どぶろくを作っている太田泰さんはもともと地域おこし協力隊の方。「福島市がどぶろく特区の認定を受けたことがきっかけで、どぶろくを作り始めたんです」と話してくれました。
どぶろくとは、蒸した米に水と麴を混ぜて発酵させて作るお酒のこと。昔は農家をはじめ各家庭で作られていましたが、酒税法ができたことで自家醸造は禁止されてしまいました。しかし2000年代に入り、規制を緩和する「どぶろく特区」がスタート。特区内では少量のどぶろくを作って販売することが可能になり、今では全国にどぶろく醸造所が増えてきています。
「どぶろくは土着性があるものだけど、観光で訪れるようなフリーの人にもなじみのあるものだと思うんです」と太田さん。確かにどぶろくって自家製梅酒と近いイメージがあり、買うものというよりはおばあちゃんの家などにあるものというか、身近なお酒ではあります。
お店では3種類のどぶろくを販売。飲み比べセットもあるとのことで、そちらをいただくことにしました。
スタンダードな「オリジナル」(写真中央)は甘さがあり、柑橘のようなさわやかな酸味とシュワシュワの炭酸がいい感じ。太田さんによると「米は自社生産の『夢の香』を使っています。麹は、産直や道の駅を片っ端から回って試作して見つけた県地元の麹屋さんにお願いして、うちの米でオリジナルの麹を作ってもらっています。フルーティーでいい具合の酸味を出してくれるんですよ」とのこと。
辛口のシールが貼ってある「NAKED」(写真左)は、すっきりとした味わい。甘さがだいぶ抑えられ、炭酸のピリリとした刺激が強めに感じられる気がするような? 「しろわせ」(写真右)は太田さん曰く「にぎやかな味」とのことで、甘さ控えめで「NAKED」とちょっと近い印象を受けました。
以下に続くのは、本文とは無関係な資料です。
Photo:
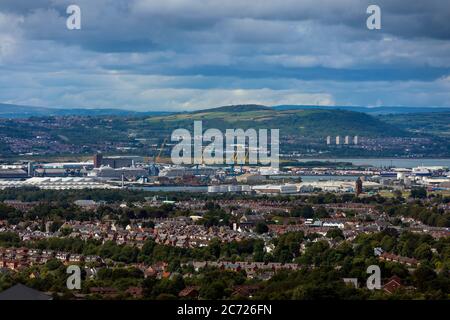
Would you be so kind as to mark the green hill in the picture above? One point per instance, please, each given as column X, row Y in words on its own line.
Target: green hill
column 307, row 122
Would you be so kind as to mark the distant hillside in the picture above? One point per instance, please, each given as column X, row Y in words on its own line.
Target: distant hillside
column 434, row 123
column 12, row 111
column 301, row 122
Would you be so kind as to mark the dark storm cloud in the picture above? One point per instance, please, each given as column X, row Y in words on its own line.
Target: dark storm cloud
column 170, row 51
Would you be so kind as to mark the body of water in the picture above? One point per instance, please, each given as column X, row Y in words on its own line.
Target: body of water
column 387, row 162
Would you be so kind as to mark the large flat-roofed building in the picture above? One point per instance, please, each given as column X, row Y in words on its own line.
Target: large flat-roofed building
column 65, row 183
column 13, row 173
column 116, row 161
column 107, row 172
column 177, row 172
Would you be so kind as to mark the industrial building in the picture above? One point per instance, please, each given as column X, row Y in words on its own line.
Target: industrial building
column 56, row 183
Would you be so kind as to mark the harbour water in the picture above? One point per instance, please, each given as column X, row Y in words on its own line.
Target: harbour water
column 385, row 162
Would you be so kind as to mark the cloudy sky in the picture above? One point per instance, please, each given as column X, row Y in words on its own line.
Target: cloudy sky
column 191, row 54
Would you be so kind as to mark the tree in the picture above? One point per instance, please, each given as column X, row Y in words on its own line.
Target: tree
column 335, row 234
column 423, row 252
column 261, row 228
column 306, row 212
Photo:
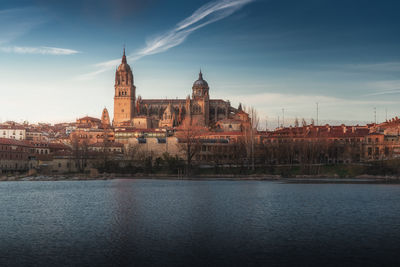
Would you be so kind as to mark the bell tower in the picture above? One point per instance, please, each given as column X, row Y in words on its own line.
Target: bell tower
column 124, row 98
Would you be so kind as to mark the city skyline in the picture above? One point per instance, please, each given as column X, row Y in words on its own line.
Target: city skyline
column 266, row 54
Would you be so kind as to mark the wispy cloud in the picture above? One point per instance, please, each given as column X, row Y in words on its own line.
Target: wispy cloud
column 381, row 88
column 206, row 14
column 42, row 50
column 17, row 22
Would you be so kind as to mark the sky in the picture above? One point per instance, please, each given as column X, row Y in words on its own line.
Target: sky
column 58, row 58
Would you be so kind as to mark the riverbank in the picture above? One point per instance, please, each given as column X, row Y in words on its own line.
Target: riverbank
column 375, row 179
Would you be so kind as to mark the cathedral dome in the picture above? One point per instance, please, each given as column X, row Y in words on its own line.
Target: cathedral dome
column 200, row 82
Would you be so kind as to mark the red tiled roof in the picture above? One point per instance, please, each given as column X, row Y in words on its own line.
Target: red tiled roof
column 7, row 141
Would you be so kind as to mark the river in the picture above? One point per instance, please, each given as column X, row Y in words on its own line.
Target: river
column 130, row 222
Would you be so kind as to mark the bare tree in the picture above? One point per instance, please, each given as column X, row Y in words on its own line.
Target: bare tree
column 190, row 143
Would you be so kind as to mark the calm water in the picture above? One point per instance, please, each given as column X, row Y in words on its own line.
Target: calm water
column 203, row 223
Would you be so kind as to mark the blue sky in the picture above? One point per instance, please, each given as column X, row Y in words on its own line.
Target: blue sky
column 58, row 58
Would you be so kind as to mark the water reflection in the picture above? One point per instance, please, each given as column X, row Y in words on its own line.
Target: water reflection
column 170, row 223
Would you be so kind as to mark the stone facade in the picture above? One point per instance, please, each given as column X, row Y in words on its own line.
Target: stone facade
column 197, row 109
column 125, row 90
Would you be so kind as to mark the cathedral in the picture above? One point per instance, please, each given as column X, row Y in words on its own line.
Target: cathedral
column 197, row 109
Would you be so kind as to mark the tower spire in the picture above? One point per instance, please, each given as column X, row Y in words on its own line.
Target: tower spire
column 124, row 56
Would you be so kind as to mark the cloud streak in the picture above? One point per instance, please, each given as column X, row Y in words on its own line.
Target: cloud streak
column 17, row 22
column 42, row 50
column 206, row 14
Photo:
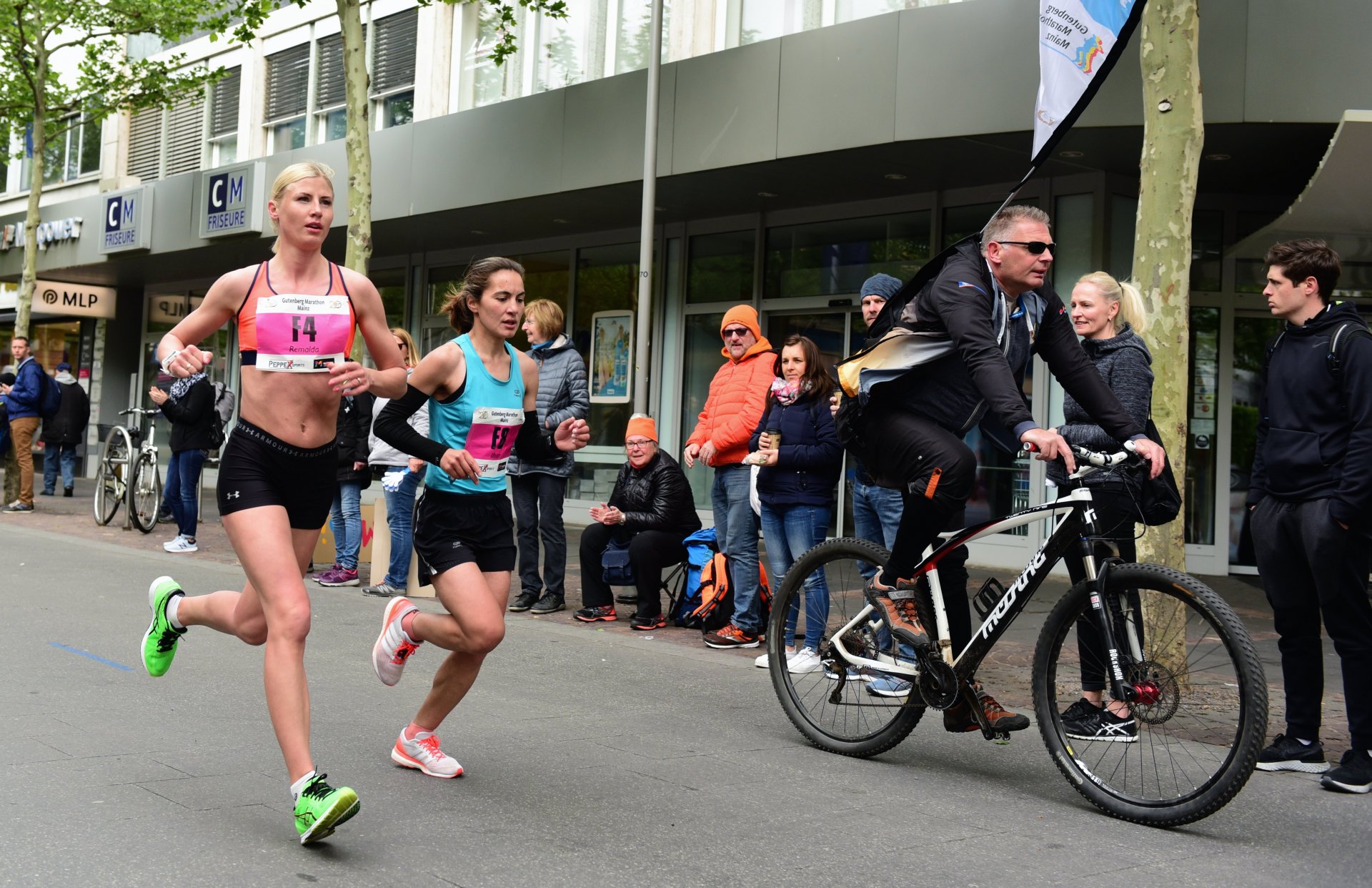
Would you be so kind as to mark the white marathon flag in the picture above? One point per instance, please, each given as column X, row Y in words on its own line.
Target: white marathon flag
column 1079, row 43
どぶろくってあまり飲んだことがなかったのですが、私的にかなりアリなお酒!
DATA
おららの酒BAR・醇醸蔵
住所:福島市土湯温泉町下ノ町21
定休日:火曜日(臨時休業はグーグルマップにてご確認ください)
HP:https://genkiuptcy.com/%e3%83%9b%e3%83%bc%e3%83%a0-2/%e3%81%8a%e3%82%89%e3%82%89%e3%81%ae%e9%85%92bar/
アクセス:福島交通「土湯温泉」バス停から徒歩3分
絵付け体験でこけし工人さん気分を味わう
土湯温泉は宮城県の遠刈田、鳴子と並ぶ三大こけし発祥地。ということで、あちこちでこけしを見ることができます。
もちろんこけしの絵付け体験もできます。訪れたのは6代目のこけし工人・阿部国敏さんの工房兼おみやげ屋さんの「まつや物産店」。この日、国敏さんは都内のこけしイベントに参加しているとのことで、お母さんの阿部ヒロ子さんが対応してくれました。
阿部さんによると、もともと土湯温泉は湯治場だったのだそう。1週間や10日間などの長期間滞在する人が多く、その際のお土産としてこけしが人気だったんだそうです。いわれてみればこけし発祥地の宮城県の鳴子エリアも湯治場だ。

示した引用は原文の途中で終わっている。